5. THE PATH OF PRIORITIZING 


What are your personal priorities and values? Prioritizing things like a date night with your partner, spending time outdoors hiking, biking, running, or simply strolling through your neighborhood, going to church or synagogue, learning a second language, doing volunteer work, cooking healthy food or whatever your personal values may be is another important path to self-care. We feel better when we are doing the things that feed our souls, energize our bodies and stimulate our minds.

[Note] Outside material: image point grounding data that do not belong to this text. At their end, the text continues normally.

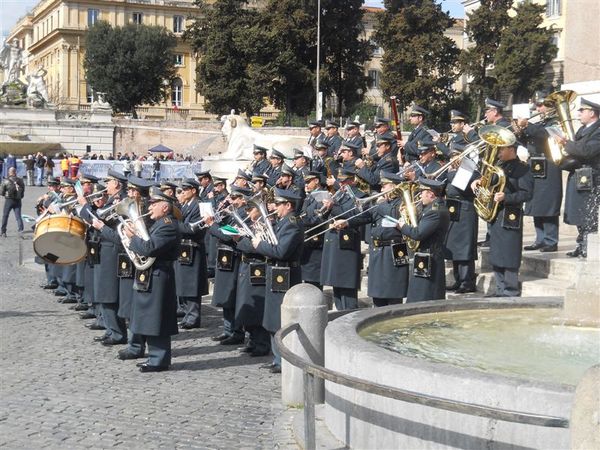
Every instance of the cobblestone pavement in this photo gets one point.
(59, 389)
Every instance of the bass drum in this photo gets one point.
(60, 239)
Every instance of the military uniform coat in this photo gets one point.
(506, 244)
(581, 207)
(290, 236)
(385, 279)
(431, 232)
(341, 268)
(461, 240)
(154, 313)
(547, 192)
(191, 279)
(312, 252)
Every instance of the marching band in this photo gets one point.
(150, 248)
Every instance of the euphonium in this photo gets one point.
(492, 179)
(408, 209)
(131, 209)
(560, 102)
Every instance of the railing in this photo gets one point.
(312, 371)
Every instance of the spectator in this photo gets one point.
(40, 164)
(29, 163)
(13, 189)
(64, 166)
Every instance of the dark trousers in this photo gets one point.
(546, 230)
(507, 282)
(192, 310)
(159, 350)
(12, 204)
(345, 298)
(228, 323)
(260, 340)
(115, 326)
(464, 274)
(377, 301)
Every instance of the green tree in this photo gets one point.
(525, 49)
(225, 37)
(419, 63)
(129, 64)
(343, 53)
(484, 29)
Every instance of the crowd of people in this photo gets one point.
(415, 202)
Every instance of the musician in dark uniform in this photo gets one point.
(506, 230)
(228, 262)
(310, 217)
(276, 159)
(260, 164)
(382, 131)
(418, 119)
(342, 259)
(388, 256)
(583, 184)
(428, 278)
(547, 180)
(316, 135)
(386, 162)
(461, 240)
(332, 138)
(154, 307)
(283, 262)
(106, 283)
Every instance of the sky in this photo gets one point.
(12, 10)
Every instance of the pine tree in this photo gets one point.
(129, 64)
(419, 63)
(525, 49)
(223, 38)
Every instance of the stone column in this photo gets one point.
(303, 304)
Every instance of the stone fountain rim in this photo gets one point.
(346, 328)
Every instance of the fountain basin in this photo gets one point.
(363, 420)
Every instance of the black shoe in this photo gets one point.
(453, 287)
(534, 246)
(464, 290)
(267, 366)
(125, 354)
(232, 340)
(148, 368)
(111, 341)
(219, 338)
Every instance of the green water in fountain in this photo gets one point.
(522, 343)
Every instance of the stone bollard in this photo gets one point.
(585, 414)
(303, 304)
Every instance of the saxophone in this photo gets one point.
(493, 178)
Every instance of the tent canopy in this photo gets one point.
(160, 148)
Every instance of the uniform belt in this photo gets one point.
(276, 263)
(249, 259)
(384, 243)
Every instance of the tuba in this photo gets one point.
(560, 102)
(131, 209)
(493, 179)
(408, 209)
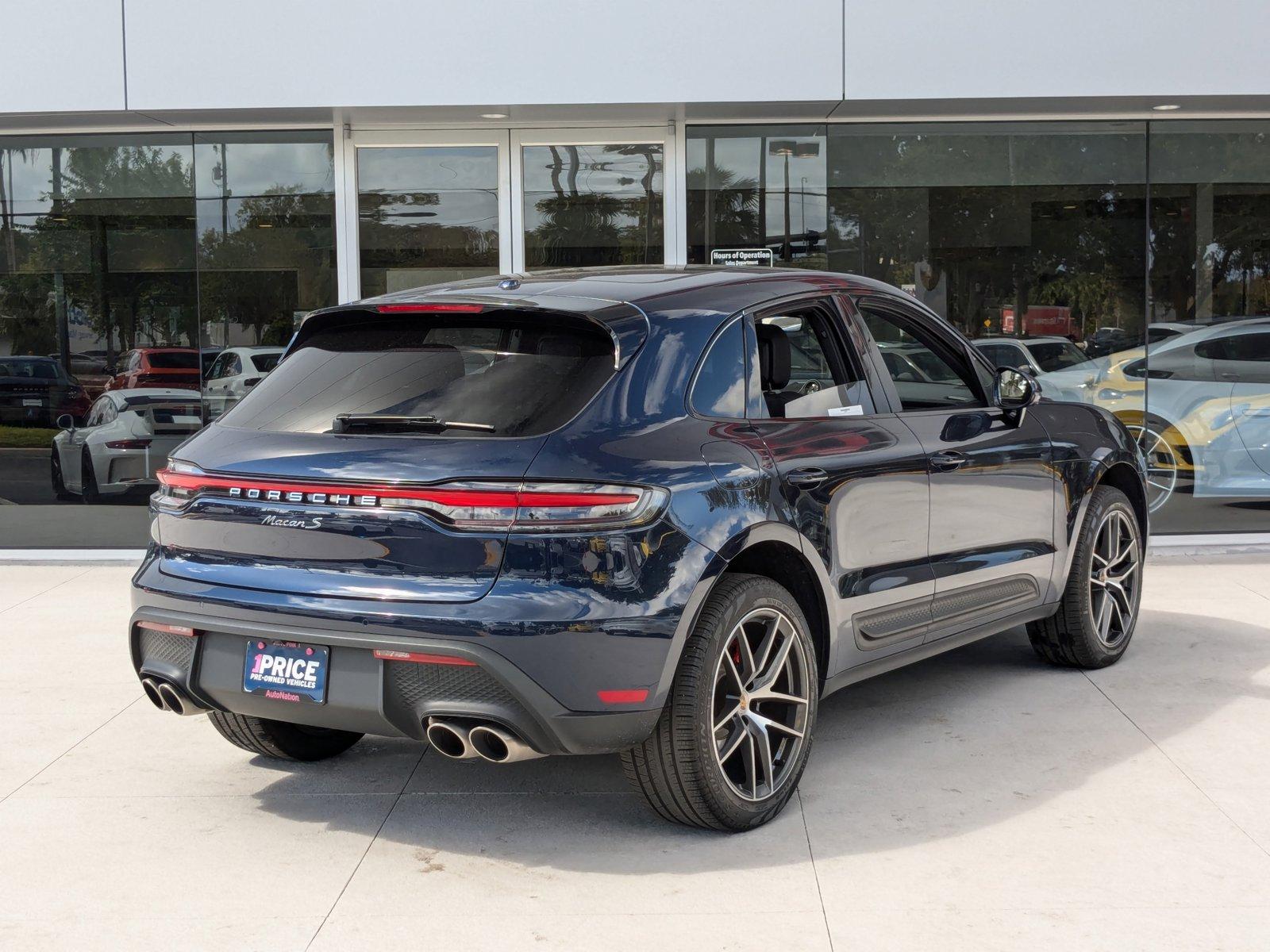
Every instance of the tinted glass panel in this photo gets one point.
(721, 385)
(425, 215)
(759, 188)
(97, 257)
(588, 206)
(1208, 391)
(506, 376)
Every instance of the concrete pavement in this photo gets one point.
(976, 801)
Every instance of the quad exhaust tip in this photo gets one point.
(460, 742)
(168, 697)
(498, 746)
(450, 739)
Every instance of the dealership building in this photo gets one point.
(182, 183)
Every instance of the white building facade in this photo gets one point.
(177, 179)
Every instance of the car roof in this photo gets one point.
(135, 393)
(1206, 332)
(653, 290)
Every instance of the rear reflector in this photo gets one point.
(169, 628)
(419, 658)
(429, 309)
(626, 696)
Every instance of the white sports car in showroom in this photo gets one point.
(126, 437)
(234, 372)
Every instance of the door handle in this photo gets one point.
(946, 460)
(806, 478)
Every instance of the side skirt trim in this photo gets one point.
(918, 653)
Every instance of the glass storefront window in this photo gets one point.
(759, 188)
(1034, 239)
(127, 264)
(1208, 371)
(425, 215)
(588, 206)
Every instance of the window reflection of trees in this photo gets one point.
(583, 222)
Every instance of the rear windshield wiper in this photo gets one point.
(394, 422)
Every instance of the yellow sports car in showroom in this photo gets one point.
(1199, 405)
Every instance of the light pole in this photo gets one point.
(785, 148)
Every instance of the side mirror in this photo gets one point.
(1014, 391)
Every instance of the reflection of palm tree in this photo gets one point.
(583, 228)
(733, 215)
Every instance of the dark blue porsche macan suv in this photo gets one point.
(652, 512)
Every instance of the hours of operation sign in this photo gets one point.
(742, 257)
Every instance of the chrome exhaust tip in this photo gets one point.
(175, 700)
(450, 739)
(171, 701)
(499, 747)
(152, 691)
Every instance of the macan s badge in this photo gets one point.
(285, 524)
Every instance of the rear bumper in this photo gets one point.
(372, 696)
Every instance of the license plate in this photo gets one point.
(286, 670)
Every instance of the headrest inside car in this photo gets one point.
(774, 357)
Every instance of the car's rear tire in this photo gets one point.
(1099, 612)
(283, 740)
(747, 683)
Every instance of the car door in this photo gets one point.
(852, 476)
(73, 454)
(991, 480)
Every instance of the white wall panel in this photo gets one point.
(244, 54)
(1006, 48)
(61, 56)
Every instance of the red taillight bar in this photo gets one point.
(442, 497)
(169, 628)
(429, 309)
(421, 658)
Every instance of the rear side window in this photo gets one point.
(719, 389)
(505, 374)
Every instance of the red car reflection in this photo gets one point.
(156, 367)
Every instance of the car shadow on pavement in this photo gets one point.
(935, 750)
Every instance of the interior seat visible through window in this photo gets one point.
(803, 370)
(926, 370)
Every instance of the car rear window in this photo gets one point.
(505, 374)
(264, 362)
(1057, 355)
(175, 361)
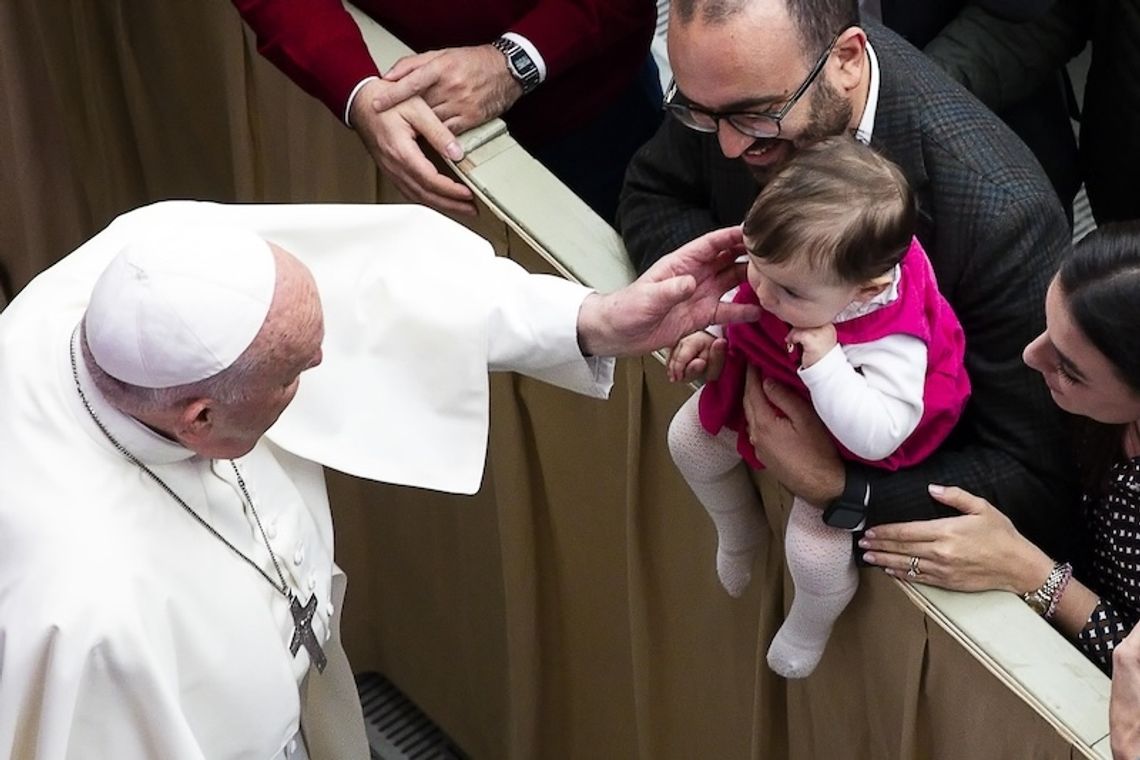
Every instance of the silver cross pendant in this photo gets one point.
(302, 631)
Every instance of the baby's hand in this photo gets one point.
(814, 341)
(694, 356)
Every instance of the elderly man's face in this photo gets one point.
(287, 344)
(754, 62)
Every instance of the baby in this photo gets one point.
(853, 320)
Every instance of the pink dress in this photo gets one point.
(920, 310)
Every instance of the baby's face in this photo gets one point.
(797, 293)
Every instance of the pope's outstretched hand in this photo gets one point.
(680, 294)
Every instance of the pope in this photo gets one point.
(168, 587)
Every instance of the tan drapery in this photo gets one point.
(569, 610)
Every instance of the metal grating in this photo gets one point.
(397, 728)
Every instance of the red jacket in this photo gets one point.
(592, 48)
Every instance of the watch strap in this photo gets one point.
(519, 64)
(848, 512)
(1043, 601)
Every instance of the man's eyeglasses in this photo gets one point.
(765, 124)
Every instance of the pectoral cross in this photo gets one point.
(302, 631)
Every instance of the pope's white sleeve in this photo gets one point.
(870, 394)
(532, 329)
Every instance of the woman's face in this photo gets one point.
(1081, 378)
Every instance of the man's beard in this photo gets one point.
(831, 114)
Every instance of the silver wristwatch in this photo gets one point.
(1044, 599)
(519, 63)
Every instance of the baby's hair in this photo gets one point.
(848, 209)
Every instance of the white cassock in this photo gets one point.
(129, 631)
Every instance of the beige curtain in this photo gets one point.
(569, 610)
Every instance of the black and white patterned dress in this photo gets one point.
(1112, 563)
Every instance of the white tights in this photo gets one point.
(819, 556)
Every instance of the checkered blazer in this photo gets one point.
(995, 234)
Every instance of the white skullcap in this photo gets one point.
(179, 307)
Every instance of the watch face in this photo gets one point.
(841, 515)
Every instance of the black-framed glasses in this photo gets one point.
(765, 124)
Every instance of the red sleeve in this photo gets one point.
(315, 42)
(567, 32)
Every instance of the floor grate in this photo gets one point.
(397, 728)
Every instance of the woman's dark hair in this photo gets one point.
(1100, 284)
(848, 209)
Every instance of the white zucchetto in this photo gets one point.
(180, 305)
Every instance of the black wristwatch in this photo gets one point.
(519, 63)
(849, 509)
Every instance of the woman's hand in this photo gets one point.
(978, 550)
(1124, 704)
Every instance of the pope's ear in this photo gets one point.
(195, 422)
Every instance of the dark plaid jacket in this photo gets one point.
(995, 234)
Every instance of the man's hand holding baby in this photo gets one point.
(815, 342)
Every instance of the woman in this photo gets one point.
(1090, 358)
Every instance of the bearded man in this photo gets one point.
(756, 80)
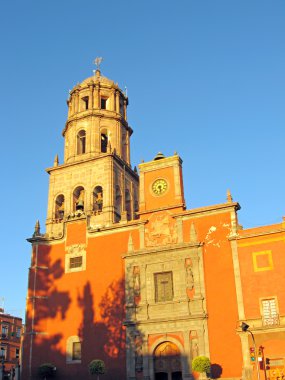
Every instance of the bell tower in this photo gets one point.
(96, 179)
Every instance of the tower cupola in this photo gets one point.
(97, 120)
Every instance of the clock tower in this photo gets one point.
(161, 184)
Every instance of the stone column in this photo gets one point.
(146, 361)
(117, 102)
(76, 101)
(186, 360)
(90, 105)
(125, 109)
(96, 96)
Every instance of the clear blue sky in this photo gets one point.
(205, 78)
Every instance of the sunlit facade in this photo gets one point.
(126, 274)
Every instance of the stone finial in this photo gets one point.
(193, 234)
(55, 162)
(37, 231)
(130, 244)
(229, 196)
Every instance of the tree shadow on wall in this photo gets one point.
(45, 302)
(103, 336)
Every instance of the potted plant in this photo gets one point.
(202, 365)
(97, 367)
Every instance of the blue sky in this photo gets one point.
(205, 78)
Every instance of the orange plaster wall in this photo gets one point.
(221, 301)
(76, 233)
(262, 284)
(74, 305)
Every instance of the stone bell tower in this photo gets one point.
(96, 179)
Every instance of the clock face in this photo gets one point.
(159, 186)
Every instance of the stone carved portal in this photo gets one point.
(167, 362)
(161, 230)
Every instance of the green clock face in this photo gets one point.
(159, 186)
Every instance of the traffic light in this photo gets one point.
(252, 354)
(260, 357)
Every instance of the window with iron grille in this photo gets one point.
(18, 332)
(163, 286)
(75, 262)
(269, 312)
(76, 351)
(4, 331)
(3, 353)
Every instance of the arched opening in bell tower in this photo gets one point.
(59, 207)
(81, 142)
(104, 141)
(118, 203)
(98, 199)
(167, 362)
(78, 199)
(128, 204)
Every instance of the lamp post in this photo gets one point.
(2, 362)
(245, 328)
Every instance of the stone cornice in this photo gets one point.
(185, 319)
(256, 234)
(89, 159)
(98, 113)
(161, 249)
(207, 209)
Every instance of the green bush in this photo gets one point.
(201, 364)
(46, 371)
(97, 367)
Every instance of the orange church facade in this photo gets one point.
(126, 274)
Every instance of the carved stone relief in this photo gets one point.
(161, 230)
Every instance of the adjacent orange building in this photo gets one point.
(10, 343)
(126, 274)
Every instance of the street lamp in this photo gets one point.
(245, 328)
(2, 361)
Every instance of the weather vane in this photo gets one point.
(97, 61)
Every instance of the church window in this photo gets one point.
(76, 351)
(163, 286)
(81, 142)
(98, 199)
(3, 352)
(78, 199)
(4, 331)
(128, 204)
(118, 202)
(269, 312)
(85, 102)
(75, 258)
(75, 262)
(59, 207)
(73, 350)
(103, 103)
(104, 142)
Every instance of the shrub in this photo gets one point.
(201, 364)
(97, 367)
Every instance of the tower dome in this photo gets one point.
(97, 120)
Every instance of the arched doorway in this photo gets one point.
(167, 362)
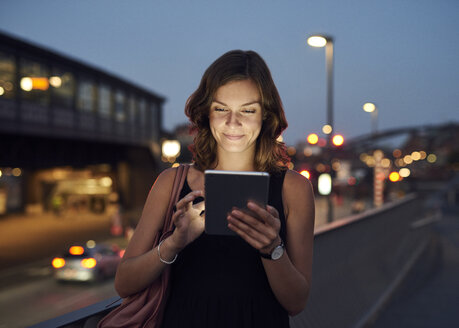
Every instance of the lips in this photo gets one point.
(233, 136)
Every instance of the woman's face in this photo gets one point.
(235, 116)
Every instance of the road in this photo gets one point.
(27, 303)
(28, 293)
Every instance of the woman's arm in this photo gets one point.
(289, 276)
(140, 265)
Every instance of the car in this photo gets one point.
(91, 263)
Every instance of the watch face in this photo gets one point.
(277, 252)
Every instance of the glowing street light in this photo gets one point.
(327, 42)
(371, 108)
(338, 140)
(313, 138)
(170, 150)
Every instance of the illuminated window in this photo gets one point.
(86, 95)
(7, 73)
(120, 102)
(105, 100)
(34, 81)
(142, 107)
(155, 120)
(132, 109)
(62, 84)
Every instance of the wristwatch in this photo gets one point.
(276, 254)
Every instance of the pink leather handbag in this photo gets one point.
(146, 308)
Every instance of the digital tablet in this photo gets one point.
(227, 189)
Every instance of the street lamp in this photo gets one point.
(371, 108)
(327, 42)
(170, 150)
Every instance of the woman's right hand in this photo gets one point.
(189, 224)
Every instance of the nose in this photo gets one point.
(233, 119)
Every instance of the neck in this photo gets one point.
(235, 162)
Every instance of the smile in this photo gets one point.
(233, 136)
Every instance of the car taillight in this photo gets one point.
(58, 262)
(76, 250)
(88, 263)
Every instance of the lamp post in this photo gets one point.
(371, 108)
(327, 42)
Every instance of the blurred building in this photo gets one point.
(64, 123)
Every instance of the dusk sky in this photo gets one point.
(402, 55)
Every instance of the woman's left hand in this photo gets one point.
(262, 232)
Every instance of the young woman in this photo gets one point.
(262, 275)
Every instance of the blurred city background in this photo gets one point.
(91, 111)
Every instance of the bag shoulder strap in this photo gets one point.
(180, 177)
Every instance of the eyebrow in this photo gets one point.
(246, 104)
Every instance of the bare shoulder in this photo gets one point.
(298, 195)
(166, 178)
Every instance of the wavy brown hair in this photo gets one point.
(270, 154)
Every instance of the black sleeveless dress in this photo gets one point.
(219, 281)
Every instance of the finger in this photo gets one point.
(201, 206)
(186, 202)
(177, 217)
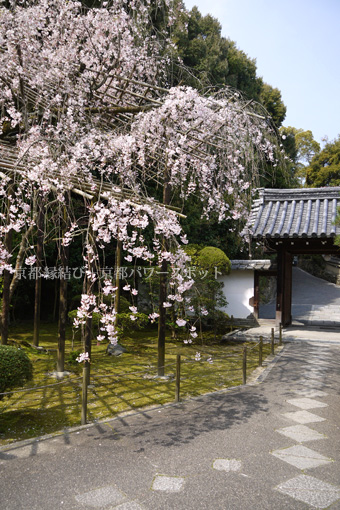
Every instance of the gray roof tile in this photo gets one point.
(291, 213)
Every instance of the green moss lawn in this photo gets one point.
(117, 383)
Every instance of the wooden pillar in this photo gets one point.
(284, 288)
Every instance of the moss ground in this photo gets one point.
(118, 384)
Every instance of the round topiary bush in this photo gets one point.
(214, 259)
(15, 368)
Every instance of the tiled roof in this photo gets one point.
(292, 213)
(251, 264)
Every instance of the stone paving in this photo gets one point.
(269, 445)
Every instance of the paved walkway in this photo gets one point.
(270, 445)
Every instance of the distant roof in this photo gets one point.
(295, 213)
(251, 264)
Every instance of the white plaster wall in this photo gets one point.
(238, 289)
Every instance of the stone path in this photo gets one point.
(269, 445)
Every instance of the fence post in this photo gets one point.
(178, 377)
(260, 351)
(244, 365)
(86, 375)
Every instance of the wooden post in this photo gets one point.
(40, 247)
(244, 365)
(178, 378)
(260, 351)
(84, 393)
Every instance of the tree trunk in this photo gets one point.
(6, 294)
(37, 301)
(163, 292)
(62, 310)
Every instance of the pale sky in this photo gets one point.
(296, 45)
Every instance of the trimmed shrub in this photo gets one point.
(15, 368)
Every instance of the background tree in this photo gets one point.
(271, 99)
(324, 168)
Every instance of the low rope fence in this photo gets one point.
(97, 396)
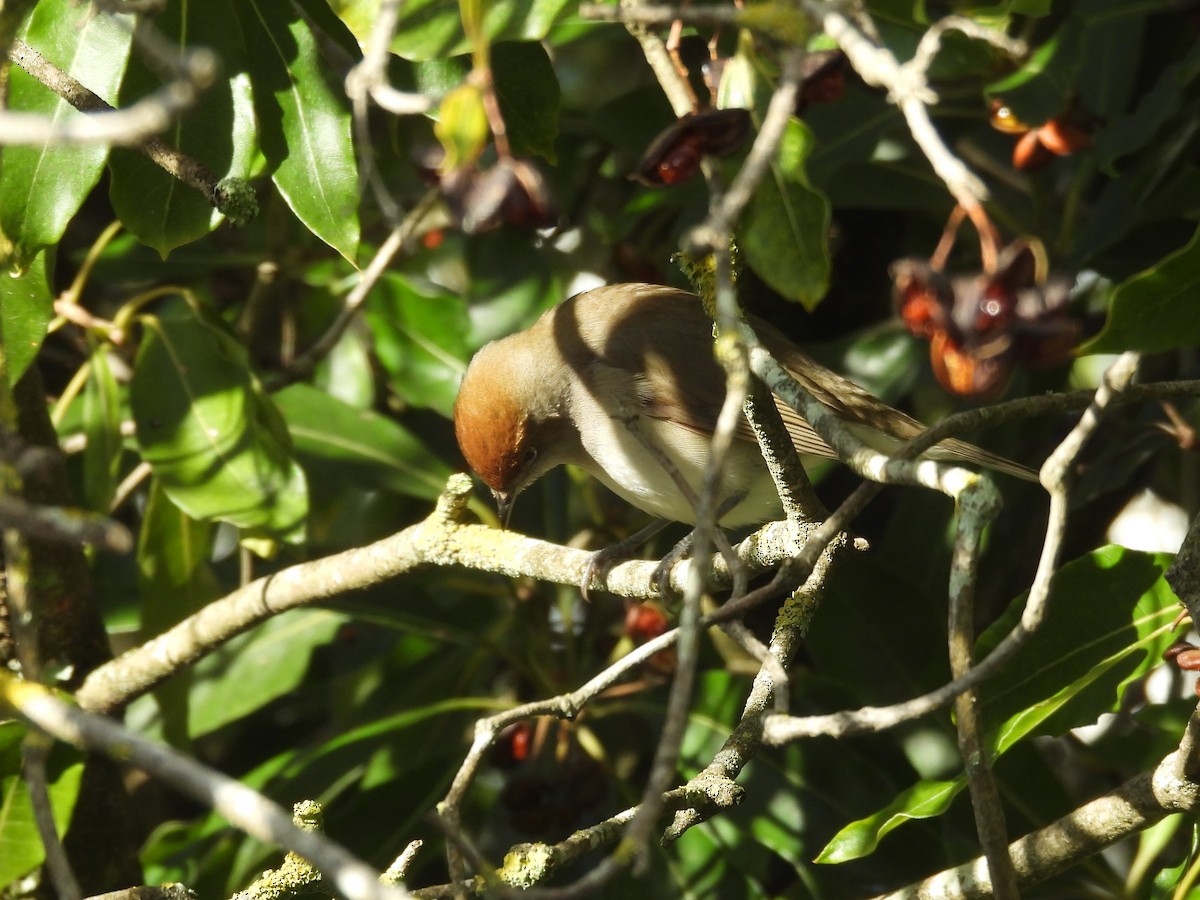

6. THE PATH OF PAMPERING  

Pampering is a delicious and imperative path to self-care , and it’s usually the first thing to go when our lives feel busy or overwhelming. Pampering can mean anything from getting the prefect latte at your favorite coffee shop to giving yourself permission to spend 30 minutes reading The New Yorker when you ‘should’ be folding the laundry. It can also mean scheduling a long-needed massage, scheduling a girls weekend or having a spa night at home. Listening to that voice in your mind telling you all the things you "should" or "need" to be doing can counteract your pampering! Respectfully acknowledge the voice and then remind it that life is short and you are choosing to spend a little more time enjoying it!

7. THE PATH OF POSITIVITY

There is a ton of information out there about the power of positivity but when you’re feeling stressed or down in the dumps it can seem like a challenge to get to a positive place. Intentionally reframing your negative thoughts and beliefs - even a little bit - can often be enough to change your perspective and get you on the path of positivity. Putting a positive spin on things can brighten moments up so that you feel energized enough to keep moving forward. This is not the same thing as practicing positive affirmations (although that can sometimes be helpful too). This is more about finding the good or the beneficial in a situation to help you start to feel better. It can even be as general as “this is happening for me not to me - even if I don’t know why yet.” Flipping the script to positivity qualifies as self-care! Following these paths will help guide you towards creating your own personal practice of taking exquisite care of yourself on a regular basis. Remember, practicing good self-care is like putting on that oxygen mask. When you are tuned in and taking care of yourself, not only will you feel better equipped to handle emergencies big or small, you will feel happier and more connected to your life as a whole.